De leerkracht moet ook rekening houden met de verschillen in niveau en onderwijsbehoeften van de leerlingen. Dit kan op verschillende manieren. De leerkracht kan bijvoorbeeld kiezen voor convergente of divergente differentiatie. Bij convergente differentiatie is er een minimumdoel voor de groep als geheel. Om alle leerlingen dit minimumdoel te laten behalen, gebruikt de leerkracht verschillende vormen van differentiatie. Er wordt gedifferentieerd naar niveau, leefstijl en tempo.
Bij divergente differentiatie is er geen minimumdoel, maar wel een breed aanbod van activiteiten. De leerlingen kiezen zelf wat ze willen doen. Dit is vooral geschikt voor leerlingen met een hoger niveau. De leerkracht moet ook rekening houden met de verschillen in niveau en onderwijsbehoeften van de leerlingen.

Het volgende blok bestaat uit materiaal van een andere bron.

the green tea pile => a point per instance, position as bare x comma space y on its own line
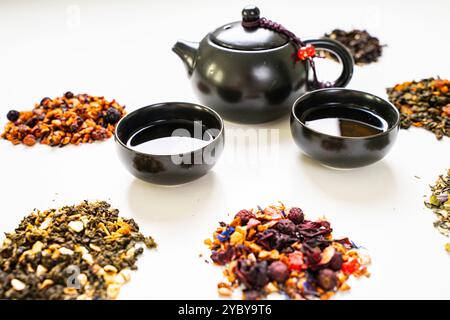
424, 104
75, 252
277, 250
440, 204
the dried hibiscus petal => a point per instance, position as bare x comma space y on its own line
275, 252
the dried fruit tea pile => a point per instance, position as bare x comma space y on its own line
364, 48
68, 119
425, 104
278, 250
440, 204
75, 252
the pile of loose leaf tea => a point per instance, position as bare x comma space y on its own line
364, 47
440, 204
75, 252
424, 104
70, 119
278, 250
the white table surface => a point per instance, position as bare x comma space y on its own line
122, 50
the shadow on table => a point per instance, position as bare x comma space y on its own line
372, 184
155, 203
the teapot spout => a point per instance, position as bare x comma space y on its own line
187, 51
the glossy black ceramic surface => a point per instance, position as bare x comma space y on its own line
344, 152
250, 75
170, 169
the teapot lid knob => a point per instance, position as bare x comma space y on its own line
250, 14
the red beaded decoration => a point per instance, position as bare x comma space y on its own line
306, 52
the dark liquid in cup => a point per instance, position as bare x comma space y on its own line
170, 137
344, 121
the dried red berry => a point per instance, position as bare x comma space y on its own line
278, 271
306, 52
335, 262
13, 115
296, 215
351, 266
327, 279
223, 256
296, 261
29, 140
286, 226
245, 216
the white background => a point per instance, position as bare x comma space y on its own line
122, 50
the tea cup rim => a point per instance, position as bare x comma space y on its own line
190, 104
386, 102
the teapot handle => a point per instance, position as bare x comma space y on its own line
343, 56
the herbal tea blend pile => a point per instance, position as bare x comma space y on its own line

Differentiatie in de gymles is belangrijk om ervoor te zorgen dat iedere leerling op zijn of haar eigen niveau kan werken. Dit kan op verschillende manieren. Bij differentiatie op klassikaal niveau gaat het erom dat de leerkracht aansluit bij de vaardigheden van de leerlingen. Bij differentiatie op individueel niveau is het belangrijk dat de docent rekening houdt met de verschillen in niveau en onderwijsbehoeften van de leerlingen.
De leerkracht speelt een cruciale rol bij het differentiëren in de gymles. Ze moet ervoor zorgen dat iedere leerling op zijn of haar eigen niveau kan werken. Dit kan op verschillende manieren. Het handboek “Iedereen Sport op Maat” helpt bij het differentiëren in de gymles. De leerkracht moet ook rekening houden met de verschillen in niveau en onderwijsbehoeften van de leerlingen.